2. One or more of the following symptoms: painful erythema, swelling, hyperkeratosis of the hands or feet, discomfort, disrupt the normal activity of the patient;

3. One or more of the following symptoms: moist desquamation, ulceration, blisters, hyperkeratosis, severe pain in the hands and feet, severe discomfort, which do not allow the patient to work or to conduct everyday life.
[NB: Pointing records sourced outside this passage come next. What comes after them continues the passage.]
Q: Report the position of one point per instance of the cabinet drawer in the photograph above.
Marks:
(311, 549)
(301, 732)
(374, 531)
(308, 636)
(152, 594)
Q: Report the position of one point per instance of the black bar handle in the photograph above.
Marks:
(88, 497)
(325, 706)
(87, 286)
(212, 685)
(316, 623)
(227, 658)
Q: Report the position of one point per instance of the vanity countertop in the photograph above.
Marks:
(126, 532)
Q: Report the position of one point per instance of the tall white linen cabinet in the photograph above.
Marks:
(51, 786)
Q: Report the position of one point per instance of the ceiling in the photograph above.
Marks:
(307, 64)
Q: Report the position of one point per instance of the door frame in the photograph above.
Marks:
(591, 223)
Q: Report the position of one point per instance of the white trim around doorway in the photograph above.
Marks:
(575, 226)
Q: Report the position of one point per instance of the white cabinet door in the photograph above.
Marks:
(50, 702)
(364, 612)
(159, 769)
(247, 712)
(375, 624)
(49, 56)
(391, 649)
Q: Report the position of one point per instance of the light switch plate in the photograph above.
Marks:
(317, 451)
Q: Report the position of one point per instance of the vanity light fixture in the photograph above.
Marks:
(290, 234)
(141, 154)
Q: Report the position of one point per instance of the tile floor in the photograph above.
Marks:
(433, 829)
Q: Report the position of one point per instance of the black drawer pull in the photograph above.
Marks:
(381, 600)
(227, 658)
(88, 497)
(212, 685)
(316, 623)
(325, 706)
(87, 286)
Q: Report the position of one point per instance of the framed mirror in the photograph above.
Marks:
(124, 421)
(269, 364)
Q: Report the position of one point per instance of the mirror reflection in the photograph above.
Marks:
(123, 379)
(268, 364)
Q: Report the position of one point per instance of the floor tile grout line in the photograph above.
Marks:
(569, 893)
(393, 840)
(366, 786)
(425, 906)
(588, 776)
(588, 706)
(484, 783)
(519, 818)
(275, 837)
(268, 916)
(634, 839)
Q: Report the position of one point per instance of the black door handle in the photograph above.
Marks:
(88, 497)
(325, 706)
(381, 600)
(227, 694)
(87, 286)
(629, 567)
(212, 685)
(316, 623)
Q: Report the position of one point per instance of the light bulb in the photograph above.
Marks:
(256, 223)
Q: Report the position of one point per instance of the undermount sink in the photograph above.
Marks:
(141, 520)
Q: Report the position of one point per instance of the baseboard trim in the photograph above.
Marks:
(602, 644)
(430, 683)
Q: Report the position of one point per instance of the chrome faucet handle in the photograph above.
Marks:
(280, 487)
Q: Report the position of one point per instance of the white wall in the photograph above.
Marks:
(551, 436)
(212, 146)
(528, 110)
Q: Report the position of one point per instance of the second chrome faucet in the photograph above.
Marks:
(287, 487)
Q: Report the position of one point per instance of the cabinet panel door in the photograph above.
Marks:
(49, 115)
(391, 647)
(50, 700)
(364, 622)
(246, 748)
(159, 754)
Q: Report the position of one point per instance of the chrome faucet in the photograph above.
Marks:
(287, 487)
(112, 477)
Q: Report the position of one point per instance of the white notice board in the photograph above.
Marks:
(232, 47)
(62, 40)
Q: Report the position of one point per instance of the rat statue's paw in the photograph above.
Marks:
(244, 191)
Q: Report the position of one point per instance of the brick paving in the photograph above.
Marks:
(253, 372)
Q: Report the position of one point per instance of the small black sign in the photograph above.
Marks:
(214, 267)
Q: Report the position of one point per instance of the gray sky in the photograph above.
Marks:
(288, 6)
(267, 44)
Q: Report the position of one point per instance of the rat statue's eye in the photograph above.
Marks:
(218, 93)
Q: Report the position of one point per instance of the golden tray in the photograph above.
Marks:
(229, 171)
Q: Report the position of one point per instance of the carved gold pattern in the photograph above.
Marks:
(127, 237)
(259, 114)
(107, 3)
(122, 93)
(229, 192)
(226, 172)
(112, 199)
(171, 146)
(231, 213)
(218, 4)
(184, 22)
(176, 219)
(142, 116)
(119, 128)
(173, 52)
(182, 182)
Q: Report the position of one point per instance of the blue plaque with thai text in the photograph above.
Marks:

Currently there is no effective treatment of LPS. Before MICK therapy is recommended to remove the existing be accompanied plots and corn. In the case of skin reaction after the start of therapy MICK may be offered some of the following treatments: cold compresses or ice packs, to avoid pressure on the hands or feet; skin hydration; skin softening cream, ointment clobetasol or local anesthetics. For more severe stages (2-3) recommended dose reduction or treatment discontinuation by MICK. Also taken into consideration creams containing urea, fluorouracil, tazarotene, because these environments is TBA inhibit the proliferation of keratinocytes ( Lacouture ME, et al. The Oncologist 2008, vol. 13, no. 9, 1001-1011: "Evolving Strategies for the management of Hand-Foot Skin Reaction associated with the Multitargeted Kinase Inhibitors Sorafenib and Sunitinib", Anderson et al. The Oncologist 2009, vol. 14, no. 3, 291-302: "Search for evidence-based approaches for the prevention and palliation of Hand-foot Skin Reaction (HFSR) caused by the Multikinase Inhibitors"); L. Wood et al. Community Oncology 2010, vol. 7, no. 1 opages 23-29: "Practical Considerations in the Treatment of Hand Foot Skin Reaction caused by Multikinase Inhibitors").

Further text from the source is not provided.